Quetza se convirtió en un niño de porte robusto y estatura breve. Tenía una sonrisa blanca y unos ojos sagaces que, más que mirar, indagaban. Ningún vestigio quedó en su cuerpo ni en su ánimo de la vieja enfermedad. Tepec nunca le ocultó la tragedia que había signado sus días; sabía cuál había sido el destino de sus padres verdaderos y el de sus hermanos. Su espíritu, antes temeroso, se robusteció, sin que por eso se endureciera su corazón. Pese a que Quetza sabía que no era un mexica y que, al contrario, fueron ellos los que lo arrancaron de su familia y de su pueblo, jamás sintió que viviera en el seno del enemigo. Tepec lo había criado en la idea de que todos los pueblos que compartían el valle y la lengua náhuatl, alguna vez habían sido un solo pueblo y, más tarde o más temprano, debían volver a serlo, que aquellas matanzas demenciales tenían que terminar, que esas luchas para la obtención de corazones jóvenes no hacían más que cebar de sangre al Dios de la Guerra. Sin embargo, Quetza no ignoraba que sus vecinos de
calpulli
lo trataban como si fuese distinto de ellos. En rigor, en aquel barrio habitado por la nobleza mexica, todos aquellos que no fueran
pipiltin
eran considerados inferiores. Mucho más, si se trataba de oriundos de los pueblos que circundaban el lago, fuesen o no tributarios de Tenochtitlan. Por muy respetado que fuese Tepec, nadie ignoraba que el niño que había tomado bajo su cuidado era un acohua y que, por lo tanto, por sus venas no corría la sangre de los hijos de Tenoch. Quetza recibía la indiferencia, cuando no el rechazo de los demás niños del
calpulli
, hecho al que, desde luego, no era insensible. No sucedía lo mismo con los hijos de los esclavos, con quienes se sentía a gusto y lo recibían como si fuese uno de ellos. De hecho, el viejo Tepec muchas veces reunía a varios de los hijos de los esclavos e, invitándolos a que se sentaran en torno de él, les recitaba también
huehuetlatolli
.

Los dos grandes amigos de Quetza eran Huatequi e Ixaya. Ambos eran hijos de dos esclavas de la casa. Hautequi, cuyo nombre significaba «golpear madera» ya que, cuando pequeño, la única forma de calmarlo para que dejara de llorar era dándole dos palitos que hacía sonar golpeándolos una y otra vez, era todo lo contrario de Quetza: era alto, muy delgado y un tanto torpe de movimientos. Ixaya era una niña de una belleza infrecuente; tal como indicaba su nombre, tenía unos ojos muy redondos, claros y grises como las nubes después de la tormenta. Llevaba su hermosura con naturalidad, como si no le otorgara ninguna importancia. Quetza y Huatequi eran amigos inseparables; sin embargo, la presencia de Ixaya agregaba a su relación fraterna un componente de rivalidad; a veces, sin advertirlo, competían por su atención y podían hacer cualquier cosa para ganar una mirada de aquello ojos grises, desde trepar un árbol y hacer equilibrio en lo alto, hasta arrojarse de cabeza a las aguas heladas del lago en pleno deshielo.

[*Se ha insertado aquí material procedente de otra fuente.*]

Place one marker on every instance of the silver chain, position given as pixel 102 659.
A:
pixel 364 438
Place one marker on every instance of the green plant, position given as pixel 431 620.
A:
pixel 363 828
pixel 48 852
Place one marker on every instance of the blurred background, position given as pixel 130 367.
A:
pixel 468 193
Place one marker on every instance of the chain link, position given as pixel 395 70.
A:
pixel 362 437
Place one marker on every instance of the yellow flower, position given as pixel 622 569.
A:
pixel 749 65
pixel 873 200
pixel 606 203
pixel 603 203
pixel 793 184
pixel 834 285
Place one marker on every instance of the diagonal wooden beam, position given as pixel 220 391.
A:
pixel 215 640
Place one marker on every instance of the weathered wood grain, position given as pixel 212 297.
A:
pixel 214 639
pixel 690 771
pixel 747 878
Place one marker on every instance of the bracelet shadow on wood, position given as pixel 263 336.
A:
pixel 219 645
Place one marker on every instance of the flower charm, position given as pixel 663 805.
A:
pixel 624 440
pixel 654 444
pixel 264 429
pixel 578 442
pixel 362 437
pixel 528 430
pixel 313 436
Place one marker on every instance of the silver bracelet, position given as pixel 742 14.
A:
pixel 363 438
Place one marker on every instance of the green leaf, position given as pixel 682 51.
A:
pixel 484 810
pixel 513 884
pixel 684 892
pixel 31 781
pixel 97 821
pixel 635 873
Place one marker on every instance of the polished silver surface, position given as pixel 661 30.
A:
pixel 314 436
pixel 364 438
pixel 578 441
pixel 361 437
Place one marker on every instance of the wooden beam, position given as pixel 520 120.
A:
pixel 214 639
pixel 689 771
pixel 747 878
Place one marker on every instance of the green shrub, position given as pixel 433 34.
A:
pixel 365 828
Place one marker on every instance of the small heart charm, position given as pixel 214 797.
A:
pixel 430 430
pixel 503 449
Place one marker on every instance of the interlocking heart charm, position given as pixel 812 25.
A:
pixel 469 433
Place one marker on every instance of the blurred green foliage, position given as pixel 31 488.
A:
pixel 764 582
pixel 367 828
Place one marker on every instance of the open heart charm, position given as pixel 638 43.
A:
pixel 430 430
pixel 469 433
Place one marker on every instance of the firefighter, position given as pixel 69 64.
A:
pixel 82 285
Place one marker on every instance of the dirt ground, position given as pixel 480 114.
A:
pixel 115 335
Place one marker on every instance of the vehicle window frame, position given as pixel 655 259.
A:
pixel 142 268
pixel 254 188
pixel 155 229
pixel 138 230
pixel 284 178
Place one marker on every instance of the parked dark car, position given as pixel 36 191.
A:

Quetza se reunía con sus amigos en los jardines del
calpulli
y pasaban las tardes jugando Tlachtli. En rigor, se trataba de un remedo infantil del juego ceremonial reservado a los adultos. El verdadero Tlachtli se jugaba en el campo delimitado por el Templo Mayor y el recinto consagrado a los caballeros Águila. En lugar del alto aro de piedra ubicado en el muro de la pirámide, usaban una canasta colocada sobre la rama de un árbol. Y no sólo golpeaban la pelota con las caderas, el pecho, los pies y los codos, como se hacían en el juego verdadero, sino que se ayudaban con las manos. Tepec acostumbraba sentarse al borde del improvisado campo de juego y, con mucha seriedad, estudiaba el curso del juego. Por momentos instaba a los niños a que prescindieran de las manos e impulsaran la pelota como correspondía. Como si no se tratara de un simple juego infantil, el viejo los exhortaba a que planificaran tácticas y a que se distribuyeran de manera estratégica en el campo. Tal vez porque él mismo había sido jugador en su juventud, quería que, si acaso Quetza llegaba a jugar alguna vez en el campo ceremonial, estuviese preparado de la mejor forma: el equipo vencido debía honrar la derrota con la vida de sus integrantes. Y, en efecto, además de divertirse, Quetza jugaba Tlachtli como si en cada partido le fuera la vida.